William Bateson
1861-1926
English Biologist
William Bateson was one of the scientists who, at the turn of the twentieth century, expanded the views of evolution and helped to describe the force of heredity and variation. He promoted the ideas contained in the newly rediscovered paper by Gregor Mendel (1822-1884) about inheritance of characters, and applied those ideas to Darwinian evolution. Bateson also coined the term "genetics," and conducted a wide range of experiments that broadened understanding in this area.
Bateson was born on August 8, 1861, in Whitby, Yorkshire, England. Throughout hischildhood, he maintained a limited interest in the natural world, considerably different from his father, who was a classics scholar at St. John's College in Cambridge. The young Bateson enrolled at St. John's in 1879. His childhood interests came to the forefront three years later when he won an honors examination in the natural sciences. While studying for that test, he became intrigued by the acorn worm, an elongate marine animal, and spent the next two summers in America studying whether it was actually a primitive chordate. (Current classification places it under the phylum Hemichordata, which has some of the characteristics of chordates but lacks a notochord.) After publishing his research, he earned a position as a fellow at St. John's College in 1885.
Bateson's investigations of the acorn worm led him to challenge the then-current biological thought, going so far as to dispute the accepted phylogeny of organisms, which he felt lacked sufficient scientific evidence to back it up. These controversial views stalled his career a bit, but by 1908, he had accepted the position of professor of biology at Cambridge University. In 1910 he became director of the John Innes Horticultural Institution at Merton Park in Surrey, England, a position he held for the rest of his life. In 1912, he also took a two-year appointment as Fullerian professor of physiology at the Royal Institution.
Through the years, Bateson continued to investigate variation, or the differences between animals, and the role of heredity in that variation. When Mendel's 1866 paper on inheritance in peas resurfaced in 1900, Bateson began to consider whether the inheritance characters Mendel described were at work in animal variation.
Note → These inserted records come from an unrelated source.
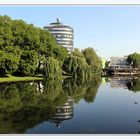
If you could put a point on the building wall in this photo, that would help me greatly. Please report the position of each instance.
(63, 34)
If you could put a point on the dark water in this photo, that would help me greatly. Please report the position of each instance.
(100, 106)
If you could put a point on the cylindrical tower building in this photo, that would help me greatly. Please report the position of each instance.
(62, 33)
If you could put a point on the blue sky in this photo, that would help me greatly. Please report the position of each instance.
(110, 30)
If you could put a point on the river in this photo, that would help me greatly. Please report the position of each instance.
(100, 106)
He felt that these characters, or genes, could explain his view that evolution is discontinuous, or proceeds by sudden jumps, rather than gradual and minute changes as Darwinian evolution proposed. He also felt that Mendel's paper helped explain how some characters—those traits associated with recessive genes—might disappear for a generation or two, then reappear. In all, he believed Mendel's paper, which Bateson ultimately translated into English, filled what he perceived as gaps in the current ideas about evolution.
He continued his studies by conducting a series of experiments in which he discovered that some genes were inherited together. That phenomenon is now known as "linkage," and occurs when certain genes are linearly arranged on the same chromosome. During his work on variation and heredity, Bateson in 1909 introduced the term "genetics" for this dynamic and growing research area. The word quickly caught on.
He continued his studies of variation, frequently challenging widely accepted concepts along the way. He was honored with the Darwin Medal in 1904, and the Royal Medal in 1920. Bateson died on February 8, 1926.